The housing market has been a bright spot for the economy, with new home sales up 18.7% last year and existing home sales up 6.5% despite the economy being in lockdown since last spring. As of January data, building permits have reached their highest levels since 2006. Historically low rates and a reallocation of cash toward housing as a result of the pandemic have been key drivers. But both of these factors could swing the other way as rates continue to rise and consumers reallocate money back toward leisure and services spending. As such, it is possible we see a pullback in housing activity during the second half of 2021, which would have a dampening effect on the economy.
Rising rates also pose a risk to credit and equity markets. While there is a range of estimates, analysts appear to be looking at 10-year yields at or just under 2% as the range in which equity markets could start to come under stress. Of course the reason behind the rise in yields is also important, with a rise in rates driven by rising real rates being more problematic than a move led by inflation breakevens.

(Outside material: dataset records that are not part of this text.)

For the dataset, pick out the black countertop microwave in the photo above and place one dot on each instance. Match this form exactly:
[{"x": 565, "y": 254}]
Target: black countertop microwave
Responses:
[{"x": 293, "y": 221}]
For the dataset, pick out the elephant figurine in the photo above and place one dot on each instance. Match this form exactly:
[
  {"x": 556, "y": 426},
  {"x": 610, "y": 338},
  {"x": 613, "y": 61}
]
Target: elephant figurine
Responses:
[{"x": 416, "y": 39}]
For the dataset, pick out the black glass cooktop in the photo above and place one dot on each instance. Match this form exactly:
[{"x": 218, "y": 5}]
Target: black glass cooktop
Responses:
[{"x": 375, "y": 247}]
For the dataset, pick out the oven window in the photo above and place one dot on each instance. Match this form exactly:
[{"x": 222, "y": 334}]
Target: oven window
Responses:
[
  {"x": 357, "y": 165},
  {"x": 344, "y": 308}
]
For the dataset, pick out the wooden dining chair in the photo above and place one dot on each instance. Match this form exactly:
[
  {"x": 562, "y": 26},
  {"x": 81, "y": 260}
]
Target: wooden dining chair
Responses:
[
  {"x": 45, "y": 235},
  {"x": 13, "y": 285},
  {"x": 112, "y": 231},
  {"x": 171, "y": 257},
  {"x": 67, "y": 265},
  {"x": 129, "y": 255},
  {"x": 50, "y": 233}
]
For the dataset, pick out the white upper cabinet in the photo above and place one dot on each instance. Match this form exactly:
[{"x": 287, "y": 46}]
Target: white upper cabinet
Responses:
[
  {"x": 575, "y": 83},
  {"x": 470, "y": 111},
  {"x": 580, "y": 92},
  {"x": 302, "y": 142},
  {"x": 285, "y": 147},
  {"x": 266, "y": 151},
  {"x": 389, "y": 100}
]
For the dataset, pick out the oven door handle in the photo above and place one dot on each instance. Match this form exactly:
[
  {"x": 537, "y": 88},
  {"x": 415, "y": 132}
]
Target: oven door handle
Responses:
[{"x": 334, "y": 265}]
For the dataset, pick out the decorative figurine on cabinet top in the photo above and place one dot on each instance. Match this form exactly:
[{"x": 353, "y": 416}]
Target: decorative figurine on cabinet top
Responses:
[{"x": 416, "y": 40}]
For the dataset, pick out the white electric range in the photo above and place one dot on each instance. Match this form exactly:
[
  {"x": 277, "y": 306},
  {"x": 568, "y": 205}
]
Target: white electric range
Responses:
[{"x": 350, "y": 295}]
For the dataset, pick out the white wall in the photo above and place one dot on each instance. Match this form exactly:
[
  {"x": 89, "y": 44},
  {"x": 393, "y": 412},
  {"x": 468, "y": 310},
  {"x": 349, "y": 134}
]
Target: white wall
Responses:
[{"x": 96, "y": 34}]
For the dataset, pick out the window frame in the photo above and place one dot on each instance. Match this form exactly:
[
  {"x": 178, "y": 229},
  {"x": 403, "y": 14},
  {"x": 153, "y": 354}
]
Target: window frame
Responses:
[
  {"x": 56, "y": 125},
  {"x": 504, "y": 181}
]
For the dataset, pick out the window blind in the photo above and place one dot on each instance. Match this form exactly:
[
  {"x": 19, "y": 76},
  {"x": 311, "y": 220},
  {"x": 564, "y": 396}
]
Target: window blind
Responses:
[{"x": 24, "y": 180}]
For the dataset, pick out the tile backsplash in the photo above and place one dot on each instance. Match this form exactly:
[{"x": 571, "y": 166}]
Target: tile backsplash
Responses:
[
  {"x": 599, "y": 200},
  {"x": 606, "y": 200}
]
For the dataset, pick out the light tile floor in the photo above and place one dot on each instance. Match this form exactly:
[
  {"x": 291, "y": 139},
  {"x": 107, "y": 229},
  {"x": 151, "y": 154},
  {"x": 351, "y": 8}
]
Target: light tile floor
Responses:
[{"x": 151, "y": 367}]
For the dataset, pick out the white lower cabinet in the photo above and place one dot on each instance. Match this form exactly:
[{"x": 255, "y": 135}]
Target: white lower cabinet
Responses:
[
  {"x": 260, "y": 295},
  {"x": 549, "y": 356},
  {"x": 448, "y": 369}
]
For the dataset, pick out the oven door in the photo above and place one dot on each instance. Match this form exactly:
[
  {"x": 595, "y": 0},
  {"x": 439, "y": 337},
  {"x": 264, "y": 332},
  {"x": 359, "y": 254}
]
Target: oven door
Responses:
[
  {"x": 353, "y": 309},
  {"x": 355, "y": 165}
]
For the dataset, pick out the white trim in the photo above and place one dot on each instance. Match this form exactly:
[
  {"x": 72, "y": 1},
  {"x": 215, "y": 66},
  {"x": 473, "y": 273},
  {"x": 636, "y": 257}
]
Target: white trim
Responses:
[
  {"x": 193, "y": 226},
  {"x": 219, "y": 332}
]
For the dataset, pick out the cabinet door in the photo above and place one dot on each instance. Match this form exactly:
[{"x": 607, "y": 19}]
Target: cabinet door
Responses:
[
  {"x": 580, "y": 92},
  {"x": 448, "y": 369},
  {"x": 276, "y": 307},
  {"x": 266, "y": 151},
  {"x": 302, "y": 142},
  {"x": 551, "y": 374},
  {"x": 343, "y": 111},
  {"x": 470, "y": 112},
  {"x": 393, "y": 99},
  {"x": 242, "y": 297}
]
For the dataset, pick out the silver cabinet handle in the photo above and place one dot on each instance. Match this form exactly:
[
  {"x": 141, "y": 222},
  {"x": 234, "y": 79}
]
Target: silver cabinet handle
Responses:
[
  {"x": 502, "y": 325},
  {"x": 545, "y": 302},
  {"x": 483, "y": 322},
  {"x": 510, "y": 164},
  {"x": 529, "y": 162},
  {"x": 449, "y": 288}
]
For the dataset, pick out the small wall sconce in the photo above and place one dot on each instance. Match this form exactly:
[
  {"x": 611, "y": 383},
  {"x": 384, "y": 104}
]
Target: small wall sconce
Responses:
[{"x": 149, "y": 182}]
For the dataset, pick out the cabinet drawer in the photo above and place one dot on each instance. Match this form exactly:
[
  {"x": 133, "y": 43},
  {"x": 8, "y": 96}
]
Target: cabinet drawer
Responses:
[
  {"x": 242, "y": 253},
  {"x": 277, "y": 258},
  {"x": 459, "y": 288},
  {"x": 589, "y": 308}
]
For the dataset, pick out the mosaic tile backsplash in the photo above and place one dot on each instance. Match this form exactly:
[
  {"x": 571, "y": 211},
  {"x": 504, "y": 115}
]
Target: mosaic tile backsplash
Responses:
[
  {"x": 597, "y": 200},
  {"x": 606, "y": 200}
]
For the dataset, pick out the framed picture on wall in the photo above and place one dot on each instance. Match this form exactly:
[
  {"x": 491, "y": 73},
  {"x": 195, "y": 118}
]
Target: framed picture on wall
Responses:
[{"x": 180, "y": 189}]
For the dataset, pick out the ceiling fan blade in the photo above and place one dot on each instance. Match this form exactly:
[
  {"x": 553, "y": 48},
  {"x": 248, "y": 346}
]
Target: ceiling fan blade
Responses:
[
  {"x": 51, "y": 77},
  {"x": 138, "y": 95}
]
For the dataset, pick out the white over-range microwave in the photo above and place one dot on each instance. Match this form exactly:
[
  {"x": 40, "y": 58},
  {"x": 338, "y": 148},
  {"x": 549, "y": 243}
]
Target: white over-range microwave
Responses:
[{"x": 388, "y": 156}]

Another factor to keep an eye on is the notion of “there is no other alternative.” Previously, this has been used as a bullish argument for equity markets, as the majority of S&P 500 stocks pay a dividend yield higher than the 10-year yield. But higher yields make this a less compelling argument. That said, rising rates alone are not bad for stocks, as equities have risen during 13 of the last 15 rising-rate cycles.

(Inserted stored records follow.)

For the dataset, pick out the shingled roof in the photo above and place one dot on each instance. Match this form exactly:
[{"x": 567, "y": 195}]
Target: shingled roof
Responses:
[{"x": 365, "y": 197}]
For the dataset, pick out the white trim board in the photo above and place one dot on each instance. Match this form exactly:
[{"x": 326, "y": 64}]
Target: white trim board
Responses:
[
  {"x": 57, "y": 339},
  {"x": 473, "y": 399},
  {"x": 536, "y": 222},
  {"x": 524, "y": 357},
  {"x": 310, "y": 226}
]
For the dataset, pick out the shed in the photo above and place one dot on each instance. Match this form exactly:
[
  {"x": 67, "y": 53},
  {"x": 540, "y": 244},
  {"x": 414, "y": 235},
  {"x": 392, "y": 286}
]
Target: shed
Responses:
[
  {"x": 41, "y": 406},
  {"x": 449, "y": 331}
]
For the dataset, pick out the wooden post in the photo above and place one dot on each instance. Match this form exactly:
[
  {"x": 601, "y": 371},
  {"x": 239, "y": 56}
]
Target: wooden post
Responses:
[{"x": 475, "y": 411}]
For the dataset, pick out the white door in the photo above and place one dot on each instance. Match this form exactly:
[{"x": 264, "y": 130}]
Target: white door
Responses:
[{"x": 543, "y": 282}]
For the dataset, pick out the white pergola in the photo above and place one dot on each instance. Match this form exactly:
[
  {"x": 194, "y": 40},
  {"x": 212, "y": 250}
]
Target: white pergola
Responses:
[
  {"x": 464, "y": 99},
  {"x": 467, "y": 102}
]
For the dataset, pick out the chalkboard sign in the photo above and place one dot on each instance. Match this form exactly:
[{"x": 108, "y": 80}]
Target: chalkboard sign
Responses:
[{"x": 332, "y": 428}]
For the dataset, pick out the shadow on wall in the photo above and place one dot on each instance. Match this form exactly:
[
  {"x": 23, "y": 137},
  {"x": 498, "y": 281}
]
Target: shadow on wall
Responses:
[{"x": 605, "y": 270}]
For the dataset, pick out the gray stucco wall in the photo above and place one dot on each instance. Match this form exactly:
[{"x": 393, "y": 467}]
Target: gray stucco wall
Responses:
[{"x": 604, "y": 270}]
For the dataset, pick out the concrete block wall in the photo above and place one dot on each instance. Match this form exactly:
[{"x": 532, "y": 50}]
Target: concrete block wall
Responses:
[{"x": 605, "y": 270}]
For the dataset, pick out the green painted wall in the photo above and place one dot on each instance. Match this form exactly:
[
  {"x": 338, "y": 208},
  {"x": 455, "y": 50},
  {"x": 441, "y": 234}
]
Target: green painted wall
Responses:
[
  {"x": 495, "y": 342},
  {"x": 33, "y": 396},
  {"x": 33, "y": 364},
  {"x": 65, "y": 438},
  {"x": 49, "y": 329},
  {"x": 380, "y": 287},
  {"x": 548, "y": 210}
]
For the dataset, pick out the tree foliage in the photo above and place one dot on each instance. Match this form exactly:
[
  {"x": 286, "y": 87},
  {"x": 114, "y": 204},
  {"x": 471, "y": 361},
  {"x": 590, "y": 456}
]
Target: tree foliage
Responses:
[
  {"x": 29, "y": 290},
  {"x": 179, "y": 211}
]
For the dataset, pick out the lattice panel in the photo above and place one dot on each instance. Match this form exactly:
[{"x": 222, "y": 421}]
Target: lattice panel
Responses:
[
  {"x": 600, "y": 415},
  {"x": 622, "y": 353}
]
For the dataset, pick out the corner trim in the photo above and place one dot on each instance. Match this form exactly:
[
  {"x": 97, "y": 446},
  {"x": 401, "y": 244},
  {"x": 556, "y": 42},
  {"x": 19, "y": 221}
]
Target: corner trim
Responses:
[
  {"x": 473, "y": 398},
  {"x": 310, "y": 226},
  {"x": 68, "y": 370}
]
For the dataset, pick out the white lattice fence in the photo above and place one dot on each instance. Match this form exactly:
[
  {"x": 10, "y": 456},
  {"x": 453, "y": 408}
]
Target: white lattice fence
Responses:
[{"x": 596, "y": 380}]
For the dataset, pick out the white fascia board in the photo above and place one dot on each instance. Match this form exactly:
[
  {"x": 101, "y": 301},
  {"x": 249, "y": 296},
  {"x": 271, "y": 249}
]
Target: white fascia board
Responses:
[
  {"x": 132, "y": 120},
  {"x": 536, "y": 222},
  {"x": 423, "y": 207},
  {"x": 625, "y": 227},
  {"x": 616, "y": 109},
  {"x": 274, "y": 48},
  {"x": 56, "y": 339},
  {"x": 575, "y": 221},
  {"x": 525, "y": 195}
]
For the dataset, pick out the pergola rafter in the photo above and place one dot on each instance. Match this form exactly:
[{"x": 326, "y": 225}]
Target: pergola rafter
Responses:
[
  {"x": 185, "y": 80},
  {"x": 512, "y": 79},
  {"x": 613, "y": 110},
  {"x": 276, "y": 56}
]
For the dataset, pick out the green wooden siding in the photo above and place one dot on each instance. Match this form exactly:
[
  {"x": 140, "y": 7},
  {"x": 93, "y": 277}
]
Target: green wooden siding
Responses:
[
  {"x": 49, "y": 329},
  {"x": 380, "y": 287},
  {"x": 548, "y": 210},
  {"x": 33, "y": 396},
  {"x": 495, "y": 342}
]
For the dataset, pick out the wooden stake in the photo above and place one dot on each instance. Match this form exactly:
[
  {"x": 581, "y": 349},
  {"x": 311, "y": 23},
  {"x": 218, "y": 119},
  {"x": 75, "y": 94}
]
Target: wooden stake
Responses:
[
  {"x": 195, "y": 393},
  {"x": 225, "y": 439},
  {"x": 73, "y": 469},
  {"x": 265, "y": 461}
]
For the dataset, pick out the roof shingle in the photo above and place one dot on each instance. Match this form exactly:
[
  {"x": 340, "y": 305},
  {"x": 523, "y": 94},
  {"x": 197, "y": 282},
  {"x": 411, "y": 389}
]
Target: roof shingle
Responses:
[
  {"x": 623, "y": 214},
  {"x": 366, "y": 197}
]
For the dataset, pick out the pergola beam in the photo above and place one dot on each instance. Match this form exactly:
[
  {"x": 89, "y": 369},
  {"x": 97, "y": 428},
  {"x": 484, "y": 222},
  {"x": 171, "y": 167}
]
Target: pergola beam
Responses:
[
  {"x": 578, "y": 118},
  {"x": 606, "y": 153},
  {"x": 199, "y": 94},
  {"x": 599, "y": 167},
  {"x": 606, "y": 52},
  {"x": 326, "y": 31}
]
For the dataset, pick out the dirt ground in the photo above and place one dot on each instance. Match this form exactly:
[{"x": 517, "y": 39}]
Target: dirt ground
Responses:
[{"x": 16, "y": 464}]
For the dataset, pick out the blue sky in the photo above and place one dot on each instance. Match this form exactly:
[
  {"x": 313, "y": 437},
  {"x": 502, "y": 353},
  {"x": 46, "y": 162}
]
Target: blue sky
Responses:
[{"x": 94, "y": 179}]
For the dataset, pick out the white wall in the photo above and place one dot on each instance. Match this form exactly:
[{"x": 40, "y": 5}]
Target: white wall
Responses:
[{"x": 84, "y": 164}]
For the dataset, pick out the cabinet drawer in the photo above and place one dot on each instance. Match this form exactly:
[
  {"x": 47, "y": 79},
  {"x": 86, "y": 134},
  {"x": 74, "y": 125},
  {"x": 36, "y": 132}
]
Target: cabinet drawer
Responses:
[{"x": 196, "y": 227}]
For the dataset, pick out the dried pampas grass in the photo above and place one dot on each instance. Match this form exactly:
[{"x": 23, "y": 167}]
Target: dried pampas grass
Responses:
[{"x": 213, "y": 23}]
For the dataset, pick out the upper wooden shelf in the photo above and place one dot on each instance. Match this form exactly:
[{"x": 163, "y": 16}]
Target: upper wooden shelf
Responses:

Nevertheless, an equity sell-off can impact the economy by dampening confidence. Rising rates can also negatively impact the economy through the reduced availability of capital to corporates, with the pace at which rates move being a critical element due to the destabilizing effect of sharp moves, especially if this move higher is led by real rates. Conversely, a measured rise that reflects improving economic fundamentals will be absorbed much easier and be more acceptable for risk assets. The takeaway is that there are checks and balances between the markets and the economy. Furthermore, the components that make up growth and the rate of rate of growth are important factors in determining how sustainable the recovery can be.